Relational Theory – Assessing Third Normal Form Statement

The mistake is in your understanding of transitive dependency. From wikipedia: Transitive dependency

In mathematics, a transitive dependency is a functional dependency which holds by virtue of transitivity. A transitive dependency can occur only in a relation that has three or more attributes. Let A, B, and C designate three distinct attributes (or distinct collections of attributes) in the relation. Suppose all three of the following conditions hold:

1. A → B
2. It is not the case that B → A
3. B → C

Then the functional dependency A → C (which follows from 1 and 3 by the axiom of transitivity) is a transitive dependency.
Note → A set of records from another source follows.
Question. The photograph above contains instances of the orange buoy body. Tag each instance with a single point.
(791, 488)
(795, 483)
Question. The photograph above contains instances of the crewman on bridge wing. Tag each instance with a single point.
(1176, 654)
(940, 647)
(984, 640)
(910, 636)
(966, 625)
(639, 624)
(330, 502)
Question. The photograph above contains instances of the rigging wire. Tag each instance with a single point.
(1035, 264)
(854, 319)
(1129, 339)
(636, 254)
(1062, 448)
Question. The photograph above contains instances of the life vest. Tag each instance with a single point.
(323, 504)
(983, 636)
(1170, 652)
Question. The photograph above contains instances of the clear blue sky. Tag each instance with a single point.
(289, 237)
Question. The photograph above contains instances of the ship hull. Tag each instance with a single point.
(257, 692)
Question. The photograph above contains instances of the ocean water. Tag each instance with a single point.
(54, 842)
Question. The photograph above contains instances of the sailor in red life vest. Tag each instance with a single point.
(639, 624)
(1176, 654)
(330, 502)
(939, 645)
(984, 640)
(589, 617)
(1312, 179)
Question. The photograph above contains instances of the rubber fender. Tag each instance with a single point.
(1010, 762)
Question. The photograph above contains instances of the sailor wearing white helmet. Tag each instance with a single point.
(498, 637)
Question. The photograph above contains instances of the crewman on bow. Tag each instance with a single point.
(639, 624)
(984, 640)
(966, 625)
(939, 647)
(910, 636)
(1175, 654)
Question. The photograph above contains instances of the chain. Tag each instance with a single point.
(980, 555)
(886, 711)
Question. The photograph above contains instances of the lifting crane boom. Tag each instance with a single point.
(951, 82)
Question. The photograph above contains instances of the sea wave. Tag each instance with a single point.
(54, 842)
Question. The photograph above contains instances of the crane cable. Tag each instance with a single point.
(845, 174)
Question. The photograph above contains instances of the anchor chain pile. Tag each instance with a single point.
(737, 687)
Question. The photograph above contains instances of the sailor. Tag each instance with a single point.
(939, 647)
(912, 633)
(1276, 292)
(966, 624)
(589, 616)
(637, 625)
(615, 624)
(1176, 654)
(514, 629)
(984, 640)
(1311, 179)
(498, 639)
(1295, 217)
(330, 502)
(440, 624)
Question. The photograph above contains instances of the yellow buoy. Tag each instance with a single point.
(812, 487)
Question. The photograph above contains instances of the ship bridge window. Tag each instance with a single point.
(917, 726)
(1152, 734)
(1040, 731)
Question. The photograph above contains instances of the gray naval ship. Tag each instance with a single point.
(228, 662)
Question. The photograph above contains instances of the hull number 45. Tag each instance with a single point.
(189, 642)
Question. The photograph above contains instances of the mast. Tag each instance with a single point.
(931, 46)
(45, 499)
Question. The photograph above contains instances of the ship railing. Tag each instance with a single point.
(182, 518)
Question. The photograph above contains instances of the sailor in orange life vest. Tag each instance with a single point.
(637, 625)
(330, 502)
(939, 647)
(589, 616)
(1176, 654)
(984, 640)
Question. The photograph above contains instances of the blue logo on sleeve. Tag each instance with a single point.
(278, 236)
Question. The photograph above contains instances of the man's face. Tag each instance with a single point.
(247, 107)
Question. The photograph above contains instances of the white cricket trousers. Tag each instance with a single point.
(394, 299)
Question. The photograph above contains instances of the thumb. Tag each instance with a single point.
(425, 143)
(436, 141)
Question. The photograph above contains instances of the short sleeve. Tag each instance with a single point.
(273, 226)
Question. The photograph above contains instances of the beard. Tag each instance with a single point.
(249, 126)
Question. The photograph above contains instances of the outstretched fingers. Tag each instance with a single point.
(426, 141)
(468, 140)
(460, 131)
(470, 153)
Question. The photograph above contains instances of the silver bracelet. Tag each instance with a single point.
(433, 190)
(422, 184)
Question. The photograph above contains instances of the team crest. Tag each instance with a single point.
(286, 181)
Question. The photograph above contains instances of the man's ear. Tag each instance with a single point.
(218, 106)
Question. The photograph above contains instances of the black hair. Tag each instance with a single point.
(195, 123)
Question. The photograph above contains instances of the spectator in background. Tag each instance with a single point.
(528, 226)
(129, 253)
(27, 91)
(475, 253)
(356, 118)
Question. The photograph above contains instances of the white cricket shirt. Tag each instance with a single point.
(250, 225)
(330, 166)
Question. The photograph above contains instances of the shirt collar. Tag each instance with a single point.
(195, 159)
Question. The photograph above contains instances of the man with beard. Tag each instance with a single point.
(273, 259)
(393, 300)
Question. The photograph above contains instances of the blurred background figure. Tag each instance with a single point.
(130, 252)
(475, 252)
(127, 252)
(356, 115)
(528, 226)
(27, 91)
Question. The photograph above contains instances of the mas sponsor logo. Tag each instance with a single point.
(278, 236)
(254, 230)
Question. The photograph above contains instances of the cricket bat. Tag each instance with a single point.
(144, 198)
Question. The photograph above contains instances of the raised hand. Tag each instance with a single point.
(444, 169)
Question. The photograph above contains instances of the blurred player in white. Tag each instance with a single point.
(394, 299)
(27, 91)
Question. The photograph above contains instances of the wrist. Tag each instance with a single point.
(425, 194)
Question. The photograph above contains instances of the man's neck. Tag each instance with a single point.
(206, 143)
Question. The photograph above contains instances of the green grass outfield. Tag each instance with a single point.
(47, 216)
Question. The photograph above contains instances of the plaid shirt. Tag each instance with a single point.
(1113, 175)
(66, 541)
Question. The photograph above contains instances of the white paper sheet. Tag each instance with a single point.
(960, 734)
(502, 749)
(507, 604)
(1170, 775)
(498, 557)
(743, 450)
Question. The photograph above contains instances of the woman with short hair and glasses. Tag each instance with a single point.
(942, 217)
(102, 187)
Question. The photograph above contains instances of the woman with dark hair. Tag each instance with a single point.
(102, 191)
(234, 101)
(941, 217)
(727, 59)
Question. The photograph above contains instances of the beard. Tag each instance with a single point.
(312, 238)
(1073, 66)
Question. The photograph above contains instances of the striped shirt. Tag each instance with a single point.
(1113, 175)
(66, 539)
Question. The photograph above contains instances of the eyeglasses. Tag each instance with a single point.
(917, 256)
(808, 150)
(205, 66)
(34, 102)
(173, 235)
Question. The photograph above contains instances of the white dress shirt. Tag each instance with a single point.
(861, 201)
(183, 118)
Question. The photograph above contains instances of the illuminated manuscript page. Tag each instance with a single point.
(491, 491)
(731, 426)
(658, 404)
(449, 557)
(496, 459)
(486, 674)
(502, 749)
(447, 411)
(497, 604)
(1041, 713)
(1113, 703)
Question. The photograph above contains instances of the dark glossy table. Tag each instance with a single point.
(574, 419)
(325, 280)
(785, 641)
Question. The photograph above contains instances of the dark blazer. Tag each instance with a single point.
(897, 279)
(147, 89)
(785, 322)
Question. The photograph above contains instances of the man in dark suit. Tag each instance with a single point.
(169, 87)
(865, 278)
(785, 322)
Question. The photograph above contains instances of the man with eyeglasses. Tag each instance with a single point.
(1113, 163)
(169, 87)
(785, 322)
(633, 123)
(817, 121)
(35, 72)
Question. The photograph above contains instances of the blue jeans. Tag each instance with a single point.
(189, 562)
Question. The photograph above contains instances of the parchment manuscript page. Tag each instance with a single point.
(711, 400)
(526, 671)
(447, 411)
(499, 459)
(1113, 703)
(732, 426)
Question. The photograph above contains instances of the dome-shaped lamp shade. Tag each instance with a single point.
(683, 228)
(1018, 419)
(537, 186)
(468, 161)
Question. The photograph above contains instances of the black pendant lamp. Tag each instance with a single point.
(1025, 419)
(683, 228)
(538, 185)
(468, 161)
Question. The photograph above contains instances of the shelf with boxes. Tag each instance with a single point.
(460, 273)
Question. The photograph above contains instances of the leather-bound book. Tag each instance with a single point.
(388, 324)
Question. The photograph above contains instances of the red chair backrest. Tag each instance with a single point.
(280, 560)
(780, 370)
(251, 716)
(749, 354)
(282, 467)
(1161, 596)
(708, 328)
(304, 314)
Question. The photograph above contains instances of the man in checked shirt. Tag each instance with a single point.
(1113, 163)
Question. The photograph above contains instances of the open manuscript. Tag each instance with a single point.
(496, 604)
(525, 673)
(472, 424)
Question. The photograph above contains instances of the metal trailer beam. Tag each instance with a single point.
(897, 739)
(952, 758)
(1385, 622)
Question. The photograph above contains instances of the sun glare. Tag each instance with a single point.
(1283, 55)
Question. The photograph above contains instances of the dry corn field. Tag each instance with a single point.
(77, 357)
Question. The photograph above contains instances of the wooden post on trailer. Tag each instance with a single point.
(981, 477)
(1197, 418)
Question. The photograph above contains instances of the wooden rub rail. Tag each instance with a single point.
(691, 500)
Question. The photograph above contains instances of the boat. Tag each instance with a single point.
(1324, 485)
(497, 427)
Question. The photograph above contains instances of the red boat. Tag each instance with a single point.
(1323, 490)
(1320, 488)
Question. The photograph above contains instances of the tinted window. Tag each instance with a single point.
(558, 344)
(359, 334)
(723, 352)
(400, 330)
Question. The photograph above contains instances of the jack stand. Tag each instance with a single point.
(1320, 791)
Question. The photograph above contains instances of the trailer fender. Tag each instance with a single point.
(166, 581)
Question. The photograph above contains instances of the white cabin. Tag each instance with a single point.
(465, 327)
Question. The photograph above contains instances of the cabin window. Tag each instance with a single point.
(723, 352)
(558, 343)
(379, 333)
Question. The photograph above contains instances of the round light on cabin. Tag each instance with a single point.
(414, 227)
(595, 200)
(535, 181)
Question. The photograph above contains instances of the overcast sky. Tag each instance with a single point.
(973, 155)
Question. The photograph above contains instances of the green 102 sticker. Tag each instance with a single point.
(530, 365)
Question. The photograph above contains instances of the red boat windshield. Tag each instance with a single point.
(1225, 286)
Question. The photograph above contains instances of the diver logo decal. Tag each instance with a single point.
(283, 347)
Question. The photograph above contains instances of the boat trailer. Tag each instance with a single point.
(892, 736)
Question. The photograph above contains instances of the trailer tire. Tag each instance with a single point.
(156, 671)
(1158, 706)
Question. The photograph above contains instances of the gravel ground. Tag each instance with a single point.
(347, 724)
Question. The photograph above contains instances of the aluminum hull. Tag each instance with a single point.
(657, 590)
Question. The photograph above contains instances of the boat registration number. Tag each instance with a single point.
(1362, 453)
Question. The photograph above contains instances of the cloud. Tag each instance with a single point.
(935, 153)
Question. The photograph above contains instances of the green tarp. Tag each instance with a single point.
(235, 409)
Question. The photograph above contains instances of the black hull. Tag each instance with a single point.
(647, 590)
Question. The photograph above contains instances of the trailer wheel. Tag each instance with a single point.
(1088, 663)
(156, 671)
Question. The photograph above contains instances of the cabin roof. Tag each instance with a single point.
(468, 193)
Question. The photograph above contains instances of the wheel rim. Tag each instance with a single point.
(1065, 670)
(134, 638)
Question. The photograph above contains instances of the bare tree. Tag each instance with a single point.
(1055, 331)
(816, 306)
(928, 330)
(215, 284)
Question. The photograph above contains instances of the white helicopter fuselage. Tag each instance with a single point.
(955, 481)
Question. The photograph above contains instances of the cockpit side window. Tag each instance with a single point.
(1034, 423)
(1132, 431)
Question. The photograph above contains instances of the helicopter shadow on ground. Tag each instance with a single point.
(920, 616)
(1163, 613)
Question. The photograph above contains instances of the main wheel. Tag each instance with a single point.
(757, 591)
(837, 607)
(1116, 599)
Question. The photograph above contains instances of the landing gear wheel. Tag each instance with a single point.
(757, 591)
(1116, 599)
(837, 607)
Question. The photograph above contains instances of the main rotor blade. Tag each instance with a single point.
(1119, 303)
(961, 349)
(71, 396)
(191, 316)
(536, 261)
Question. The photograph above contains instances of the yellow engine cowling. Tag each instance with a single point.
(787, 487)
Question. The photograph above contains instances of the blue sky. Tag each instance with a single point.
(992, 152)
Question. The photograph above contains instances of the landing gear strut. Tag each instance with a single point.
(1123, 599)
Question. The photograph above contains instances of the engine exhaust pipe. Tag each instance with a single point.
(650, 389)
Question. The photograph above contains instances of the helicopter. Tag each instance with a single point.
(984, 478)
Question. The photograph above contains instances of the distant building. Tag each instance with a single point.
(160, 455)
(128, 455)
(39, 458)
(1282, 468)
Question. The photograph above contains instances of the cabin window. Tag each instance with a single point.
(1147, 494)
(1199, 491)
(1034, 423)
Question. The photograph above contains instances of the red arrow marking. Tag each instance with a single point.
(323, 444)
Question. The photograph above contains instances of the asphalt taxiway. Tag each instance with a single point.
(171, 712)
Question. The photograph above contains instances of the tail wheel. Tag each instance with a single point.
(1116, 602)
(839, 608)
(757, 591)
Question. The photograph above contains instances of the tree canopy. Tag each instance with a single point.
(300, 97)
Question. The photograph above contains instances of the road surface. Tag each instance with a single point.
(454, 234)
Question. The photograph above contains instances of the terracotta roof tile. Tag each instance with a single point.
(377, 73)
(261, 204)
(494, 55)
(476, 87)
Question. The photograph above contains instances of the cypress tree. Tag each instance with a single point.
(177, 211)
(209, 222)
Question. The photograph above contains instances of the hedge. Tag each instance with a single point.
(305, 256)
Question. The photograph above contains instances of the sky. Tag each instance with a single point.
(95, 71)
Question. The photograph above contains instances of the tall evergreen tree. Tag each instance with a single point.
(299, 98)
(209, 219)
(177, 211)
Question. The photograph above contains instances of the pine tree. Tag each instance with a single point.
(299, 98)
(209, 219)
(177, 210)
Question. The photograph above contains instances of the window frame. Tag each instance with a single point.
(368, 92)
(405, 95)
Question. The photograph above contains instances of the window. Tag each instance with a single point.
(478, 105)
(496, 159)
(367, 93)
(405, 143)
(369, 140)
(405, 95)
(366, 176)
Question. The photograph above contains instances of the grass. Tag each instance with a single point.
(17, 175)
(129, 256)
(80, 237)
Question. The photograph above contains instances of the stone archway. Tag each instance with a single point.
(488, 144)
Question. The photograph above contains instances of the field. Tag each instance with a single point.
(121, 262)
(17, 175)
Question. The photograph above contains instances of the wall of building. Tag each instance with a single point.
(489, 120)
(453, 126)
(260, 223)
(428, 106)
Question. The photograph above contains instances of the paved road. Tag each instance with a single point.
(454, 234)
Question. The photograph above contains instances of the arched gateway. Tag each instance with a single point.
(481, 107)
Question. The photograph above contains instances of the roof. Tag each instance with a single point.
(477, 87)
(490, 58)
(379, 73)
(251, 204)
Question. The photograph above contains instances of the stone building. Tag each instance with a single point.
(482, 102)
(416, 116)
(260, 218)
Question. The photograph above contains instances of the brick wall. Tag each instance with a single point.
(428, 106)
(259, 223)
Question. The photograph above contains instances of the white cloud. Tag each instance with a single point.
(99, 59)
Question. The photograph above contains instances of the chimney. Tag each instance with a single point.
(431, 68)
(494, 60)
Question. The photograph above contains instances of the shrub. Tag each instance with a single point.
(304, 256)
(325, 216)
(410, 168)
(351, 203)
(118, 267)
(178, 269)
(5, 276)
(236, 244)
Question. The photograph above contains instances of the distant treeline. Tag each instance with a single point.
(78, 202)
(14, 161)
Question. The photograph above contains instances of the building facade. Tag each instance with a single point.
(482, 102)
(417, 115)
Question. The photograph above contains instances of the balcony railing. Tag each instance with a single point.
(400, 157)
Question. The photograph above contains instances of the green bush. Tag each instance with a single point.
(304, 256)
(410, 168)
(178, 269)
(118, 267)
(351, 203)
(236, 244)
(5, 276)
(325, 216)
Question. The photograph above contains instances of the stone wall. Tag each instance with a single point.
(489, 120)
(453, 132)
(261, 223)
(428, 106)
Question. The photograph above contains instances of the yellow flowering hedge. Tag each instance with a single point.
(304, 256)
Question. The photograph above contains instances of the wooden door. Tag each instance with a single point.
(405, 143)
In your case though, (2) does not hold:

1. U → T                                  -- correct
2. It is not the case that T → U          -- wrong
3. T → V                                  -- correct

Therefore {V} is NOT transitively dependent on {U}.

If all your dependencies are those you have shown: {A->GH, B->IJ, C->A, F->B, FC->DK, K->E} then you have come to the wrong conclusion.

Your only candidate key is CF. The C and F are not candidate keys on their own.

Therefore, the F->B dependency (and the C->A as well) means that the relation violates 2NF.

For the other question, if you had for example these dependencies:

BC -> AF
AF -> BC
 F -> DE

where the candidate keys are BC and AF, then again the F -> DE would mean that the relation violates 2NF. To be in 2NF would mean that there is no dependency on any part of any candidate key.